In order that the function `f(x)=(x+1)^(cotx)` is continuous at x = 0, f(0) must be defined as

To determine the value of \( f(0) \) such that the function \( f(x) = (x + 1)^{\cot x} \) is continuous at \( x = 0 \), we need to evaluate the limit of \( f(x) \) as \( x \) approaches 0. ### Step-by-Step Solution: 1. **Define the Function**: We start with the function: \[ f(x) = (x + 1)^{\cot x} \] 2. **Set Up the Continuity Condition**: For \( f(x) \) to be continuous at \( x = 0 \), we need: \[ f(0) = \lim_{x \to 0} f(x) \] 3. **Evaluate the Limit**: We need to find: \[ \lim_{x \to 0} (x + 1)^{\cot x} \] As \( x \) approaches 0, \( \cot x \) approaches \( \infty \) since \( \cot x = \frac{\cos x}{\sin x} \) and \( \sin x \) approaches 0. 4. **Identify the Indeterminate Form**: The expression \( (x + 1)^{\cot x} \) approaches \( 1^{\infty} \) as \( x \to 0 \).

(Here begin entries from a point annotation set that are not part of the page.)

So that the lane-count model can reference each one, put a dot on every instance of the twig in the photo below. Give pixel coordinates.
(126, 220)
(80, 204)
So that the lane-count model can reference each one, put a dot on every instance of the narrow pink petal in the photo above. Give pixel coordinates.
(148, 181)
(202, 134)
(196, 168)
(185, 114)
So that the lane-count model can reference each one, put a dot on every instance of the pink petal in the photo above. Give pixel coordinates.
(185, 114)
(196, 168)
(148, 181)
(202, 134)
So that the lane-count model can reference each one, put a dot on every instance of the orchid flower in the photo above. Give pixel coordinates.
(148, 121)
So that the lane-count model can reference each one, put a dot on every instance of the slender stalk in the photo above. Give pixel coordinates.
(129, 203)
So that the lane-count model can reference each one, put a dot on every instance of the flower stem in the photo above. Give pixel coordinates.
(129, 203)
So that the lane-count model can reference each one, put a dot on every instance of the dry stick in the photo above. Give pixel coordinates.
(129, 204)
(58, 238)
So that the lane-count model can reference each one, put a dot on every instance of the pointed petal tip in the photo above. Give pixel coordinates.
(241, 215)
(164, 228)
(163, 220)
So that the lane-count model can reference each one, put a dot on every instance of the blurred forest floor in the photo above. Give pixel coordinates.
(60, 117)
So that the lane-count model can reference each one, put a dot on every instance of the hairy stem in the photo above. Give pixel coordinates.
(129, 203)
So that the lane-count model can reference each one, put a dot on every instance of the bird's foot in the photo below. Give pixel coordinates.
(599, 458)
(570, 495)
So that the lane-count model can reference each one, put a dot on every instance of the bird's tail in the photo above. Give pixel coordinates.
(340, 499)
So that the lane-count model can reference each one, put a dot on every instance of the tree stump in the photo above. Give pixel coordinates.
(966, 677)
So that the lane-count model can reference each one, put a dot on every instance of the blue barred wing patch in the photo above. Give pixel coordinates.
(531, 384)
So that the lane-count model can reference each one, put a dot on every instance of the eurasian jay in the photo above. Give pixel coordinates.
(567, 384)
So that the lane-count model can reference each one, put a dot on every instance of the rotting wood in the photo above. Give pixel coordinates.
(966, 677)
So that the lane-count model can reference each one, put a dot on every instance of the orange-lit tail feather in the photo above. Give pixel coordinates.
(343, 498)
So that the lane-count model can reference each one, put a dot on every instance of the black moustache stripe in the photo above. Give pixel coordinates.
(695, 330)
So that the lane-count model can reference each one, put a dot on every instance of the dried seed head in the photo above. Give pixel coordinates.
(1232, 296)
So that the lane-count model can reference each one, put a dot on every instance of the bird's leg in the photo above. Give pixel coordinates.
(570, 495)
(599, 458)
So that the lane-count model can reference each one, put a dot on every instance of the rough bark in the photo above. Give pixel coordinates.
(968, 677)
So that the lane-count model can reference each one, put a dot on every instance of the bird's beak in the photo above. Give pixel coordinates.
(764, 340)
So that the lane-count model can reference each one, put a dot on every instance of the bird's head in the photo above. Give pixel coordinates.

This is an indeterminate form. 5. **Use the Exponential Limit**: We can rewrite the limit using the exponential function: \[ (x + 1)^{\cot x} = e^{\cot x \cdot \ln(x + 1)} \] Therefore, we need to evaluate: \[ \lim_{x \to 0} \cot x \cdot \ln(x + 1) \] 6. **Simplify \( \cot x \)**: Recall that: \[ \cot x = \frac{\cos x}{\sin x} \] As \( x \to 0 \), we can use the approximation \( \sin x \approx x \) and \( \cos x \approx 1 \): \[ \cot x \approx \frac{1}{x} \] 7. **Evaluate \( \ln(x + 1) \)**: Using the Taylor expansion for \( \ln(1 + x) \) around \( x = 0 \): \[ \ln(x + 1) \approx x \quad \text{as } x \to 0 \] 8. **Combine the Results**: Thus, we have: \[ \cot x \cdot \ln(x + 1) \approx \frac{1}{x} \cdot x = 1 \] 9. **Final Limit Calculation**: Therefore: \[ \lim_{x \to 0} \cot x \cdot \ln(x + 1) = 1 \] Hence: \[ \lim_{x \to 0} e^{\cot x \cdot \ln(x + 1)} = e^1 = e \] 10. **Conclusion**: Therefore, for \( f(x) \) to be continuous at \( x = 0 \), we must define: \[ f(0) = e \] ### Final Answer: \[ f(0) \text{ must be defined as } e. \]